Forecast: Next 30 Days and 90 Days

Next 30 Days:

Thomson Reuters shares will continue to rise in the $160–$170 range as hedge funds start building positions in anticipation of synergies. The main driver will be the publication of Casetext's first quarterly results under Thomson Reuters at the end of June. If integration goes smoothly, shares could reach $175.

Next 90 Days:

The key moment is Bloomberg's reaction. If Bloomberg announces the acquisition of a legal AI startup like vLex or a Casetext-like company for $300–$400 million, it could trigger a 5-7% correction in TRI shares. However, the base scenario is that Bloomberg will cede the US legal AI market, focusing on Europe and Asia, where Thomson Reuters has weak positions.


Editorial Forecast

Asset: Thomson Reuters shares (TRI on NYSE) — moderate growth in the next 24–72 hours.
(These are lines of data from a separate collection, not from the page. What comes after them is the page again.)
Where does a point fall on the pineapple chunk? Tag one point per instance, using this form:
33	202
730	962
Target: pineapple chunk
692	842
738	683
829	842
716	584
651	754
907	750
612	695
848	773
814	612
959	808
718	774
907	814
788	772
Key Levels: Current level — $162. Nearest resistance — $165 (2026 high), support — $158. If $165 breaks, next target is $170.

Confidence Level: High. The deal is already approved, no negative surprises expected, analysts are upgrading ratings.

Main Risk: A sudden announcement from the Department of Justice about expanding the antitrust investigation — although unlikely since the deal is already agreed, any mention of the DOJ in the news could cause short-term panic.

This analysis represents the editorial opinion and is not individual investment advice.